I'm attempting to generate a 3D histogram for a large set of two-dimensional coordinates ($\approx 10^7$). the x- and y-components of each coordinate are rounded to the nearest integer, and these rounded values are used as indices in a histogram matrix counting the number of coordinates rounded to the same integer values.
For example, if we have some list of elements:
ElementList={{102.2134124213,101.2421321312},{500.2,2761.7},{102.542423,101.344}}
We would add $+2$ to position {102, 101} in the histogram matrix, and $+1$ to the position {500, 2761}.

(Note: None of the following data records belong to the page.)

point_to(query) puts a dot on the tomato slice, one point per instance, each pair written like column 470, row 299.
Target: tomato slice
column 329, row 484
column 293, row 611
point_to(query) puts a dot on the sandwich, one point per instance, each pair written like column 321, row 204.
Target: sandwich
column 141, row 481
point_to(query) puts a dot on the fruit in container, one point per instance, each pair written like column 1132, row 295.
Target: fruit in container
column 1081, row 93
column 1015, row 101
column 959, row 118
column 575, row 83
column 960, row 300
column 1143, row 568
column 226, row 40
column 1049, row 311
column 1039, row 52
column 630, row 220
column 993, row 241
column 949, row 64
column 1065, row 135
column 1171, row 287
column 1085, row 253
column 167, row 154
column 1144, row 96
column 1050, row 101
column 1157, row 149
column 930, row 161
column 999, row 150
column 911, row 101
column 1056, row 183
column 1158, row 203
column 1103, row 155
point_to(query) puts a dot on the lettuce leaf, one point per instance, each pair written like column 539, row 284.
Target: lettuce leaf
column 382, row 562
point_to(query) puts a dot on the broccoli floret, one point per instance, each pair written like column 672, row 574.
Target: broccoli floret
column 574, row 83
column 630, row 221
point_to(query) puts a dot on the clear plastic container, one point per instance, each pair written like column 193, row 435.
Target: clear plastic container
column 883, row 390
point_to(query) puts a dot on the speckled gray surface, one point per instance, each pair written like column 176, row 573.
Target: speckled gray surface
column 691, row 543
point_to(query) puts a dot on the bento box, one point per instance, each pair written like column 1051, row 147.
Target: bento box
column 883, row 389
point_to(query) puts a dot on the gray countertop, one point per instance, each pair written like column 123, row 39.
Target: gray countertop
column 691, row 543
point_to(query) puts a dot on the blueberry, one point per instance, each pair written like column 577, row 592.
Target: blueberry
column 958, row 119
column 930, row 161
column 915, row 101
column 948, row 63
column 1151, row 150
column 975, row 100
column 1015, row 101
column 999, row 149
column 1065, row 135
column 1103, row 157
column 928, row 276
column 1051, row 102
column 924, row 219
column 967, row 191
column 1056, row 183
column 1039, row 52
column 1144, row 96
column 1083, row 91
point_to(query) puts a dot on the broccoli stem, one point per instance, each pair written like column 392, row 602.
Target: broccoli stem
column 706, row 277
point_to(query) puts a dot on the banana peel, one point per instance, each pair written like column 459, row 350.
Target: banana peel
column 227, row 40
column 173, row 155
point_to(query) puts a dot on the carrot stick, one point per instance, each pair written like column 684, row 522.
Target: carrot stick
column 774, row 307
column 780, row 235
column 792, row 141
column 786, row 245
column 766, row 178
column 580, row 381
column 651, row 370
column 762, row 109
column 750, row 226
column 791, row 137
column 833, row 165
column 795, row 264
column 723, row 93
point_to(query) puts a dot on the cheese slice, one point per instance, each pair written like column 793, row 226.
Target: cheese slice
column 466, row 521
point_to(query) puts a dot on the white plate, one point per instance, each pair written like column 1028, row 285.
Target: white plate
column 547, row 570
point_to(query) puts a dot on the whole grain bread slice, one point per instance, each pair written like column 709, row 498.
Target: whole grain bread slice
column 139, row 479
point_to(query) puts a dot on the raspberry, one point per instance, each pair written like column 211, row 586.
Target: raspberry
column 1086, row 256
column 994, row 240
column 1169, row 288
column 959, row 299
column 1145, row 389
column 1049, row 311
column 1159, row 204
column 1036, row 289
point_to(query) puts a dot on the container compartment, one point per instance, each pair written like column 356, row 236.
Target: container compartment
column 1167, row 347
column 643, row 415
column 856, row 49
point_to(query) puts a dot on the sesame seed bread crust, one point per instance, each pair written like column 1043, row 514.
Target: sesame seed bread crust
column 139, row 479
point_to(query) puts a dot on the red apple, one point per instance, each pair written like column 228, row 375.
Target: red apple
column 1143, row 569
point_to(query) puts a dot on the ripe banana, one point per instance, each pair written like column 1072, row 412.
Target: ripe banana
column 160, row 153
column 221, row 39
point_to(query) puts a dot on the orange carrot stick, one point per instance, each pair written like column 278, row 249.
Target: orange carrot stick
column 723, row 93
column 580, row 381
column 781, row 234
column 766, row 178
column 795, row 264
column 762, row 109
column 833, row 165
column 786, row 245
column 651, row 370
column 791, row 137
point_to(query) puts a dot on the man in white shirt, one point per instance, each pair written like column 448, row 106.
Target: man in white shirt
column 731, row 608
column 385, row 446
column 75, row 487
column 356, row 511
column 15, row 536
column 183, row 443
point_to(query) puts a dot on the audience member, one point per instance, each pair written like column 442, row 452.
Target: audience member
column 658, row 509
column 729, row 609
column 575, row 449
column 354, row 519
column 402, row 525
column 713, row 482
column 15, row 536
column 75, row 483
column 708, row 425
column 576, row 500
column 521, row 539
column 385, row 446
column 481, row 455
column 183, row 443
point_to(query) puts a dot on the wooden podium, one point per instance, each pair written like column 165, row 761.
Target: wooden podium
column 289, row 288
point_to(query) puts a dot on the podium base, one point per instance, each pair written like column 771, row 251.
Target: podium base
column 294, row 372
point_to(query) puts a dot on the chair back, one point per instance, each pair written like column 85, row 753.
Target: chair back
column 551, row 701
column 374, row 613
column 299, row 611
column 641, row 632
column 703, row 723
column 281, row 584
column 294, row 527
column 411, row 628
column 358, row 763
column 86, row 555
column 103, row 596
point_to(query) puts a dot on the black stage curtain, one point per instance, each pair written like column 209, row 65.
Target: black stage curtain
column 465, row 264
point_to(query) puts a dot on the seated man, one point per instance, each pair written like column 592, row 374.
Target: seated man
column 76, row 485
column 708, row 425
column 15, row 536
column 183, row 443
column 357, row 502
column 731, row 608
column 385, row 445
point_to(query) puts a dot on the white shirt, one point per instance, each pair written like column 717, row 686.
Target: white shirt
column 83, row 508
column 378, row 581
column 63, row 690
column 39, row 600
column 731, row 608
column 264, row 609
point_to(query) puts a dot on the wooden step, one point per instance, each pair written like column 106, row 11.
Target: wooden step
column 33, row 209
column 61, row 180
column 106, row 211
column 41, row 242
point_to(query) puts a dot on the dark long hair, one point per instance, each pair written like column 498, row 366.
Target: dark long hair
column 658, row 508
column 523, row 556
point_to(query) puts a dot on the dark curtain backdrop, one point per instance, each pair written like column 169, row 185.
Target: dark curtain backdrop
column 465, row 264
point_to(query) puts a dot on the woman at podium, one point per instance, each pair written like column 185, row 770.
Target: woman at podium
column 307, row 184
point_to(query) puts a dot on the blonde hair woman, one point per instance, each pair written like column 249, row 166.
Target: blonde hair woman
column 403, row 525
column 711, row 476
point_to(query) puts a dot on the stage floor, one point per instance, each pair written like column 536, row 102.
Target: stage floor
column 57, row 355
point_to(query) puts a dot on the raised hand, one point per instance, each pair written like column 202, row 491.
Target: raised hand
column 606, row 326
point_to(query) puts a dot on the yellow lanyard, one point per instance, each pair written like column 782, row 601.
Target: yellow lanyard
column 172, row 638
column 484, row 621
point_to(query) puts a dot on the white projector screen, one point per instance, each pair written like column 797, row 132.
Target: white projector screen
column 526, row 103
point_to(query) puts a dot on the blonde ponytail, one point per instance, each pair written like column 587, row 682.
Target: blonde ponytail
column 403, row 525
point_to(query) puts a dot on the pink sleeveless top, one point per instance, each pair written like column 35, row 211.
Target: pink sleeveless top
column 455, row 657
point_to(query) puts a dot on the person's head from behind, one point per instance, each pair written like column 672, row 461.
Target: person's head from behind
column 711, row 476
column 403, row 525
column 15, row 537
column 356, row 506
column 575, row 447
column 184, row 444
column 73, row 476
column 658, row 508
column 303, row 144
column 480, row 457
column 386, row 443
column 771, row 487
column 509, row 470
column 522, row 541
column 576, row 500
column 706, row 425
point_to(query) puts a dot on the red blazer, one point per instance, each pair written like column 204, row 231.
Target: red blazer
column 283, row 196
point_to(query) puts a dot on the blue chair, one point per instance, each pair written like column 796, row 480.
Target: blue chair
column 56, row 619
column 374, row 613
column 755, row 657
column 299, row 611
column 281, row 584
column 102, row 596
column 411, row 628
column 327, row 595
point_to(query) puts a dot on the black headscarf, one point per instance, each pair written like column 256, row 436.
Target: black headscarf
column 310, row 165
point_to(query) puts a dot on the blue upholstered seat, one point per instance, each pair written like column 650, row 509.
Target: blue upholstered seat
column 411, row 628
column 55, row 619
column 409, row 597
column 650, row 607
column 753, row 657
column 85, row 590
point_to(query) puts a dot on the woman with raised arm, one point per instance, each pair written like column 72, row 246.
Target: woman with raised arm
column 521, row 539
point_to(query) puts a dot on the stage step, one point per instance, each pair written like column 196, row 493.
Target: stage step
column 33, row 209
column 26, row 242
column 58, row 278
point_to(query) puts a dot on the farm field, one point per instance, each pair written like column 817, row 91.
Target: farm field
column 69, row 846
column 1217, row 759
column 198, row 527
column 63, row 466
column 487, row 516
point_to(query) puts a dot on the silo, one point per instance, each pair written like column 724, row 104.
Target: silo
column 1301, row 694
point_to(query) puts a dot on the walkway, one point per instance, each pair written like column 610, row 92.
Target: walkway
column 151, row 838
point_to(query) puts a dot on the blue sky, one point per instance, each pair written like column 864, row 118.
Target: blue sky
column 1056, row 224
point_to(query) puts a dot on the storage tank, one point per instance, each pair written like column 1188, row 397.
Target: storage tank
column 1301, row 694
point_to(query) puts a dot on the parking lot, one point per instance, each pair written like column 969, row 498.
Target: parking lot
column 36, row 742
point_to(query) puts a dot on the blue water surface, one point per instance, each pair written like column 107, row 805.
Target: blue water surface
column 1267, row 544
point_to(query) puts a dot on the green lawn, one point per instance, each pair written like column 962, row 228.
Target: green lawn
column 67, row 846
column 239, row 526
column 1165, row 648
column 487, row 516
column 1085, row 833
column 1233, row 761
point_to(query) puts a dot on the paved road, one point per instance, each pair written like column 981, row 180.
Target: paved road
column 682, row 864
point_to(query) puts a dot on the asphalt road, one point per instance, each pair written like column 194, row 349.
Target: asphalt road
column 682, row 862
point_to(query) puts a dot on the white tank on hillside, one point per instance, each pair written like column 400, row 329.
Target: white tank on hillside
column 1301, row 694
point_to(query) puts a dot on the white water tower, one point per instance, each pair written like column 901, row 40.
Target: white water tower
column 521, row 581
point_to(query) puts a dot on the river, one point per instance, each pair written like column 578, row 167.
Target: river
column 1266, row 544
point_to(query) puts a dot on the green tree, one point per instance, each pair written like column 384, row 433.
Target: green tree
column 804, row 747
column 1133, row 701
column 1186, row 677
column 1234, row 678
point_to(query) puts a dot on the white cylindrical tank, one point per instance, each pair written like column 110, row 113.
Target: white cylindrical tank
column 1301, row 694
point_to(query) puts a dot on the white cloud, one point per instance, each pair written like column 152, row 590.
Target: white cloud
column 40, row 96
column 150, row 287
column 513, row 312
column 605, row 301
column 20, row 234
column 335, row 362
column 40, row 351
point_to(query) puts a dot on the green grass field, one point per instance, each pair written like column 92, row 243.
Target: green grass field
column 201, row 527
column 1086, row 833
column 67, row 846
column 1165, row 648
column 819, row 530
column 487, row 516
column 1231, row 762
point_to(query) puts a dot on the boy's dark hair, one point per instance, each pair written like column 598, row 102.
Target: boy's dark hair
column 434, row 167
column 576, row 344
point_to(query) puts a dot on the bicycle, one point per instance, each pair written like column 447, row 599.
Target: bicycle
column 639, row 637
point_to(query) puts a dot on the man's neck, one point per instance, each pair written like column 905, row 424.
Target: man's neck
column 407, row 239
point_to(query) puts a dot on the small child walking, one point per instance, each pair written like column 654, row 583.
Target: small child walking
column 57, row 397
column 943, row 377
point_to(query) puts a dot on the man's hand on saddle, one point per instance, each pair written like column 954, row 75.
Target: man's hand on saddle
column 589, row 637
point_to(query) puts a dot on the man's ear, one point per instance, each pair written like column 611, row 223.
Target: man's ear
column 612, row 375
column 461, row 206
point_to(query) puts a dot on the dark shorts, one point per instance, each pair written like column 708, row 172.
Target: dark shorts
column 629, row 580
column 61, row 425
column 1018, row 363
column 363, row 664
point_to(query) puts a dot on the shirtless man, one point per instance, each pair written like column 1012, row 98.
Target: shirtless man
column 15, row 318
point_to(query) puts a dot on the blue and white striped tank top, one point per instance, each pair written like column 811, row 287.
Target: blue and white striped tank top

Here's the piece of code I'm running:
ElementList = Table[{RandomReal[{1, 2000}], RandomReal[{1, 2000}]}, {x, 1, 10^7}];
HistogramDimX = 2000;
HistogramDimY = HistogramDimX;
ImageMatrix = Array[0 &, Length[ElementList]];
ImageMatrixHistogram = Array[0 &, {HistogramDimX, HistogramDimY}];
For[i = 1, i <= Length[ElementList], i++,
RoundedCoordinate = Round[ElementList[[i]]];
ImageMatrixHistogram[[Round[RoundedCoordinate[[1]]],
Round[RoundedCoordinate[[2]]]]] += 1;
];
MatrixPlot[ImageMatrixHistogram, ColorFunctionScaling -> True, MaxPlotPoints -> 10^12]
This takes 94.7 seconds to run on a single X5690 3.47 GHz Intel Xeon(R) CPU. Is there a way to significantly speed this process up, and use a more efficient data structure that scales proportionally with the number of elements in ElementList rather than the dimensions of the histogram matrix (i.e. HistogramDimX & HistogramDimY)? I suppose I'd very much like the output to look something like the output of MatrixPlot in the above example.
Directly applying MatrixPlot to the data works terribly, which I suppose is due to some auto-interpolation occurring.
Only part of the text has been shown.